The output filter is a relatively critical component of a D class amplifier. Component selection is important and with capacitors you must bear in mind that they are not ideal components. The self inductance of certain types of caps make them useless on higher frequencies. After a certain cap specific corner frequency the response turns progressively more inductive until whatever is labeled on the component has lost all meaning. What i would do is put a high quality film cap in parallel with a ceramic (NPO!) cap that extends the corner frequency well beyond your switching freq.
Another thing you might consider is to divide the inductances and capacitances in the output filters to turn the 2nd order filter into a 4th order one. That would improve the response under varying load impedance and also you could raise the corner frequency perhaps. That might not be so important of itself but the signal phase would track more linearly.

[KoF]

Thanks for your advice! 

I guess the selected comparator (a dual one, means hopefully only one DIE with nearly identical features) will do his job fine.
I tried to expand the dead time by using the 10R Resistor to switch it on smoothly an discharge a few times faster by the diode (the resistor in series on one side was just to decrease the current a bit for testing)
By the way, once (totally different project, years ago) I worked with such an 4x comparator LM339 jellybean... the problem was, that one brand I used was not able to switch more than 3 channels at once - I tried a few other from same brand with same results...  I changed to one of Fairchild and it works well on all channels at the same time as expected...

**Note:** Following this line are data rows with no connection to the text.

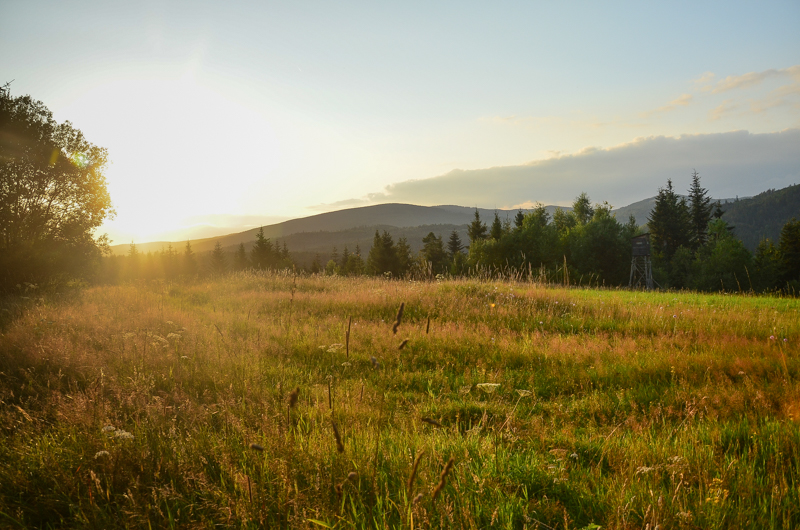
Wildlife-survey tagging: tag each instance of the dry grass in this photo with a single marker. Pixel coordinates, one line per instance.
(616, 408)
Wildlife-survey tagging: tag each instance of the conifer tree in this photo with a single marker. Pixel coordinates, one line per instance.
(240, 260)
(497, 228)
(519, 219)
(700, 212)
(218, 264)
(454, 245)
(582, 209)
(669, 224)
(476, 230)
(189, 261)
(261, 252)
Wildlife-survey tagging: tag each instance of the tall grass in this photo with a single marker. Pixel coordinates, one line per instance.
(252, 401)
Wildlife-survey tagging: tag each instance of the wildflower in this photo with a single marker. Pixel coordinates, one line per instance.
(123, 435)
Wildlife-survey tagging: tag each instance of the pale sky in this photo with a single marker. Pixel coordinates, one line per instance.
(241, 113)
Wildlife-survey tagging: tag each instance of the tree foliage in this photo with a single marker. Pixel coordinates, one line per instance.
(53, 195)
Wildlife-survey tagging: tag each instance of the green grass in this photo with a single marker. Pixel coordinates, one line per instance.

The Filter.. yes... I read a bit about... I will change the Caps to foil caps from WIMA. Once I had a bad experience with an awful fizzling noise in the past by capacitive charge reversal and heating up till glowing (a guy asked me: Hey there is an red LED and an piezo on the board... -> and then it started to smell  but it was not my fault! The circuit witch produce the swing was damaged before - nice effect

One last question:
For the first prototype I would keep it simple without feedback (open loop design). Is this recommendable? 

[Kremmen]

You are familiar with feedback systems in general? A basic principle of feedback amplifiers is that the forward gain is very high and the closed loop gain is determined purely by the gain of the feedback path. Now if your front end and VAS are designed to be feedback amps as i am sure they are, you cannot leave the feedback out. The open loop gain will be high enough to drive the power stage directly from rail to rail with no useful output signal.

P.S. If you can show the schematic for the front end that would make commenting easier.

[T4P]

Just be careful about through hole caps.
I can't access my element14 page right now because something went wrong so i can't judge.

Use SMD poly caps and a NPO(C0G) cap in parallel